In 1957-58 there was a pandemic of so-called ‘Asian flu’ (H2N2), which caused some 20-30k deaths in the UK. Then in 1968-69, we had an H3N2 strain (labelled ‘Hong Kong’ flu) for which the estimates of the number of UK deaths go up to 80k. In neither case was the official response anything like what we are currently seeing with COVID-19. And the media managed to find plenty of other news to cover.

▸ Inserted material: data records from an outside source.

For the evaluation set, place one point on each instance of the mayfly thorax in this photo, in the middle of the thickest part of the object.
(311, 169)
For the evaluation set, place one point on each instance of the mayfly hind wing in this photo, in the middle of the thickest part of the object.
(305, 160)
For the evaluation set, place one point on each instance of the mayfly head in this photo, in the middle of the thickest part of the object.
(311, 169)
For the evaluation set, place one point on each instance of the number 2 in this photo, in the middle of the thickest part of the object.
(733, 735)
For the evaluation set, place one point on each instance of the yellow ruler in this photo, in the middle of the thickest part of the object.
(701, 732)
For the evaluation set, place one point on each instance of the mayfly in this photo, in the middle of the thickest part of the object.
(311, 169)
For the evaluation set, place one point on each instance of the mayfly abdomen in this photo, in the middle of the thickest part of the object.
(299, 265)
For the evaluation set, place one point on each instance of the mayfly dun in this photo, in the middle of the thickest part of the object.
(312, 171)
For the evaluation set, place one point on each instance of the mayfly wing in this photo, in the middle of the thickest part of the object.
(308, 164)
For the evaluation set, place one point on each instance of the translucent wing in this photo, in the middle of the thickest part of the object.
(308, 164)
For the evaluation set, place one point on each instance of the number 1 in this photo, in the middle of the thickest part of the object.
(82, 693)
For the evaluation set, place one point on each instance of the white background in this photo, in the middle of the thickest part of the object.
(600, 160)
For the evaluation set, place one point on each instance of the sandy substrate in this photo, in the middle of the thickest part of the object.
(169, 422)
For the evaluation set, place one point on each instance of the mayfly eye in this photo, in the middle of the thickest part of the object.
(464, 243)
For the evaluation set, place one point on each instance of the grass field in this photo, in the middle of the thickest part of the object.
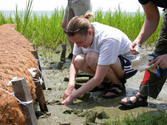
(46, 30)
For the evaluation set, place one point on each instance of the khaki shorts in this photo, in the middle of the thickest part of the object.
(78, 8)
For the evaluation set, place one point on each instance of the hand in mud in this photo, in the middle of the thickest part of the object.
(68, 100)
(68, 92)
(132, 50)
(160, 61)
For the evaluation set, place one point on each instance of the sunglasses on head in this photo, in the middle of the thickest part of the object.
(72, 33)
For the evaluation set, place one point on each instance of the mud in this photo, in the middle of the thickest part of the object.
(91, 108)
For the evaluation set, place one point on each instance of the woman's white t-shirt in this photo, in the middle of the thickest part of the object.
(109, 43)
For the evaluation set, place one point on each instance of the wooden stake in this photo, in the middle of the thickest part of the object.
(40, 95)
(36, 56)
(22, 93)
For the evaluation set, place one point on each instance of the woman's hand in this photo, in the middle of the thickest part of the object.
(68, 91)
(160, 61)
(69, 100)
(132, 50)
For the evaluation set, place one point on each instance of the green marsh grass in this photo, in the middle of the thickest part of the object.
(158, 117)
(46, 30)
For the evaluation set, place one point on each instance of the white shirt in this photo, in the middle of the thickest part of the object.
(109, 43)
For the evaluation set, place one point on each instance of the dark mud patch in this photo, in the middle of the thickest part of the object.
(91, 108)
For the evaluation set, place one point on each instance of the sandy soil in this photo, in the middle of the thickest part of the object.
(90, 108)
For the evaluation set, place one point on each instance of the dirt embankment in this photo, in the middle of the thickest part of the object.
(15, 60)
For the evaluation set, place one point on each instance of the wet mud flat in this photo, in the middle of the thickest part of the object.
(91, 108)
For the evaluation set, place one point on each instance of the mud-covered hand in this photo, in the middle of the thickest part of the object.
(69, 100)
(132, 48)
(68, 91)
(160, 61)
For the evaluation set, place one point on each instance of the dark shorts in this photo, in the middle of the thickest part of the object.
(126, 66)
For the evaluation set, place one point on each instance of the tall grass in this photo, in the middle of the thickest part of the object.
(46, 30)
(158, 117)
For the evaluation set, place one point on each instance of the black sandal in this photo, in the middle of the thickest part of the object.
(117, 91)
(140, 102)
(104, 86)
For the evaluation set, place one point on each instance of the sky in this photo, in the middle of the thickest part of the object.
(50, 5)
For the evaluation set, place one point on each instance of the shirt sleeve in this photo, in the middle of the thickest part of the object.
(143, 1)
(77, 50)
(109, 51)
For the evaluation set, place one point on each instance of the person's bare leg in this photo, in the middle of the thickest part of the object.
(81, 64)
(132, 99)
(115, 72)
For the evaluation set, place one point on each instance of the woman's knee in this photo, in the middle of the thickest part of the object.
(92, 58)
(79, 61)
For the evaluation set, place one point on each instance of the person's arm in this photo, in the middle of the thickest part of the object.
(149, 26)
(160, 61)
(72, 76)
(92, 83)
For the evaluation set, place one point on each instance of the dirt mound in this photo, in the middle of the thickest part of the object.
(15, 60)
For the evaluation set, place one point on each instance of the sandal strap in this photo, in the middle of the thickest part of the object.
(144, 98)
(121, 87)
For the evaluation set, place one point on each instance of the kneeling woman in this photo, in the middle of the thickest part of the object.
(101, 51)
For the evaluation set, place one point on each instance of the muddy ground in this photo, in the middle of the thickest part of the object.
(90, 108)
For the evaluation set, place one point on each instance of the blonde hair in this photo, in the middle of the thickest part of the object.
(79, 24)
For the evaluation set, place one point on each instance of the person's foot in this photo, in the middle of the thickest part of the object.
(114, 91)
(70, 56)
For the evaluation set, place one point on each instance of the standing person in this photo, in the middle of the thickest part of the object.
(151, 84)
(75, 8)
(101, 51)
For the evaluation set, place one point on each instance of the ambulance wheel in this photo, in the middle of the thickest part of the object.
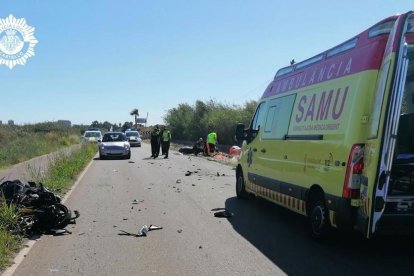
(319, 219)
(240, 186)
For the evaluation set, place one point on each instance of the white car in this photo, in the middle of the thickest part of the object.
(114, 144)
(92, 136)
(133, 137)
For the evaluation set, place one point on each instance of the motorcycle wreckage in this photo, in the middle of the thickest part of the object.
(39, 210)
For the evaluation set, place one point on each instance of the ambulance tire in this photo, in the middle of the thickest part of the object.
(319, 219)
(240, 186)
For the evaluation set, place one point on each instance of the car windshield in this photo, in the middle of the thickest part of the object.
(132, 133)
(114, 137)
(93, 134)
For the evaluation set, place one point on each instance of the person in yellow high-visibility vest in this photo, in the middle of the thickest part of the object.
(165, 140)
(212, 141)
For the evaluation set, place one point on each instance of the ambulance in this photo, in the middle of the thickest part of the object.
(332, 137)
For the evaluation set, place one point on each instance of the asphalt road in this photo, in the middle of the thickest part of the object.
(260, 239)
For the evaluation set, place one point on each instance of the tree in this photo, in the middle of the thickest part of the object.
(135, 113)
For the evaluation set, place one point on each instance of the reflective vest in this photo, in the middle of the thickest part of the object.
(166, 135)
(212, 138)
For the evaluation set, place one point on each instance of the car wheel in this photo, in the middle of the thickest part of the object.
(319, 219)
(240, 186)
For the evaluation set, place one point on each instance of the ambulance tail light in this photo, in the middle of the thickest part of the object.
(354, 171)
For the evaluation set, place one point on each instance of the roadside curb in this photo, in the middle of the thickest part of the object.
(29, 244)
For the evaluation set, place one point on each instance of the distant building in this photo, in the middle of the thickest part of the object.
(65, 122)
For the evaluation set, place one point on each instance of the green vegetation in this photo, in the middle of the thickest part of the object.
(192, 122)
(63, 170)
(21, 143)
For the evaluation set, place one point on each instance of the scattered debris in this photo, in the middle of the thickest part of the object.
(223, 214)
(58, 232)
(217, 209)
(142, 232)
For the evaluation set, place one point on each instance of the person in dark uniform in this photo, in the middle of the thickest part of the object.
(155, 142)
(162, 144)
(165, 140)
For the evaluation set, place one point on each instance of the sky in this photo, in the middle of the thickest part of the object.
(100, 59)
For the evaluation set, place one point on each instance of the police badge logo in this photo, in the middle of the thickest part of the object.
(17, 41)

More recently, there was some concern about ‘swine flu’ (2009). The incidence rose to about 110k cases per week in July, before dropping off, and then re-emerging in the autumn to about 84k cases per week in October. However, mortality was low (<1,000 deaths in UK), probably because this was an H1N1 strain, and older people had already encountered H1N1 strains and so had significant immunity to it.

Why all the fuss?

Why is it that fifty years ago we could face a disease that caused up to 80k deaths, not exactly with equanimity but at least without the massive sacrifices that we are currently making for a disease of (apparently) similar magnitude? Of course, we have to recognise that without the control measures it might have been much worse. Based on what was known about the disease, the initial assessment was that, if left unchecked, the disease would spread until Herd Immunity was achieved, and that would happen when about 60% of the population had been infected. Assuming a case fatality rate of 1%, that implied something like 350,000 deaths, which was deemed unacceptable. Of course we will never know if that would have happened, but a comparison with other countries is interesting. We hear a lot about the numbers of deaths in the USA and Brazil, but if we look at the numbers of deaths per million population, we are still some way ahead of either of them (UK 680, USA 477, Brazil 440) – although I am well aware of the dangers of reading too much into such comparisons, given the different methods and reliability of reporting deaths. But superficially, it could mean that our lockdown didn’t have much effect, and the original estimate of 350,000 deaths was over the top.

I’m not saying that we should all ignore the advice, and go out and party. But let’s keep a sense of perspective. At the individual level, unless you are in an extremely vulnerable category, there are plenty of other ways of dying that we don’t bother too much about. But collectively, we still have a duty to try to limit transmission so as to protect those who are more vulnerable. Above all, don’t panic!